Linux Networking - How to dynamically filter network packets within short time range

Aeternal

10/16/22, 7:14 PM

I am trying to find a solution to dynamically filter network packets with strict timing constraints and based on a IP list on a Linux Operating System

I cannot install additional software of modify kernel or libraries to add modules to iptables for example

I have an equipment that receive too much network packet and I need to find a way to filter network packets dynamically with a 200ms cycle.
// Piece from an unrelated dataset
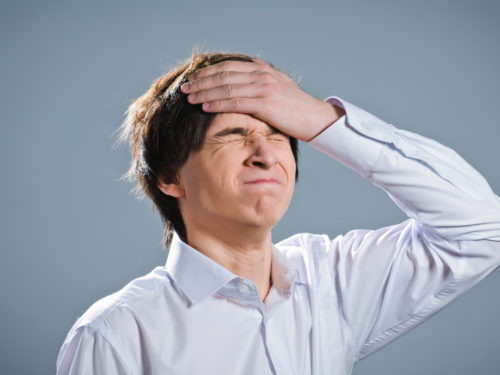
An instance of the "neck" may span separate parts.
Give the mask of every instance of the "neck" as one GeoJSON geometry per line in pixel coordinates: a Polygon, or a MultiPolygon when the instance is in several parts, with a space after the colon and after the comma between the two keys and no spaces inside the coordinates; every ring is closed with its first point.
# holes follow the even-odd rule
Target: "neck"
{"type": "Polygon", "coordinates": [[[188,244],[232,273],[253,281],[265,300],[271,288],[271,228],[231,228],[223,233],[214,228],[191,228],[188,244]]]}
For example, let's say I have 3 IPs (192.168.0.1,192.168.0.2,192.168.0.3) I would need to dynamically change every 200ms the iptable configuration to block the 1st IP packets for the 1st 200ms cycle, then block the second IP packets for the 2nd 200ms cycle, so on and so forth

Would anyone know any efficient solution that take into accounts this stringent time constraint ? My first idea is to dynamically change the iptables configuration but I'm concerned about the performance and the timing,

Would anyone have performed the same kind of work or knows a solution already implemented and working ?
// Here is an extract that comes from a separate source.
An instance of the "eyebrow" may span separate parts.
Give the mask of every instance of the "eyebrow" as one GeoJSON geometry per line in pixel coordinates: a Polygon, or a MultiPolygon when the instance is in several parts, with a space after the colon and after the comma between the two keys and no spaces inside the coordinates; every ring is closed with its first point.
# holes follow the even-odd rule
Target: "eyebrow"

Thanks a lot for your help,

0 + 5

networking

linux

iptables

filtering

Håkan Lindqvist

10/16/22, 7:26 PM

What is the problem that this proposed solution is intended to solve? It seems pretty strange and likely to be an [XY problem](https://en.wikipedia.org/wiki/XY_problem). That said, I have never done what the question asks for in particular but with regard to dynamically changing addresses, I would say [`ipset`](https://ipset.netfilter.org/ipset.man.html) may be helpful rather than changing the iptables rules.

Aeternal

10/16/22, 7:31 PM

Thanks a lot for your comment ! I did not know ipset and will have a look to it This solution would be temporary and aims to "filter" network packets to reduce the load on the equipment cpu. It is presently receiving too much messages and some of them are not intended to this equipment. However I cannot perform any l7 filtering because I lack the proper binaries or iptables modules in the kernel

vidarlo

10/16/22, 8:01 PM

Sounds like you rather want to limit throughput?

Aeternal

10/16/22, 9:58 PM

After some thinking, I think as well that rate-limiter using iptables on a per-IP basis is the best and easiest solution to implement

asmath

10/17/22, 4:46 AM

correct you can simply use limit option in this case.(-m limit --limit count/minute --limit-burst ouny)

Elon Musk

I sit in a Tesla and translated this thread with Ai:

EN: Linux Networking - How to dynamically filter network packets within short time range

TH: Linux Networking - วิธีกรองแพ็กเก็ตเครือข่ายแบบไดนามิกภายในช่วงเวลาสั้นๆ

RO: Linux Networking - Cum se filtrează în mod dinamic pachetele de rețea într-un interval scurt de timp

RU: Linux Networking - Как динамически фильтровать сетевые пакеты в течение короткого промежутка времени

VI: Mạng Linux - Cách lọc động các gói mạng trong phạm vi thời gian ngắn

Post an answer

Most people don’t grasp that asking a lot of questions unlocks learning and improves interpersonal bonding. In Alison’s studies, for example, though people could accurately recall how many questions had been asked in their conversations, they didn’t intuit the link between questions and liking. Across four studies, in which participants were engaged in conversations themselves or read transcripts of others’ conversations, people tended not to realize that question asking would influence—or had influenced—the level of amity between the conversationalists.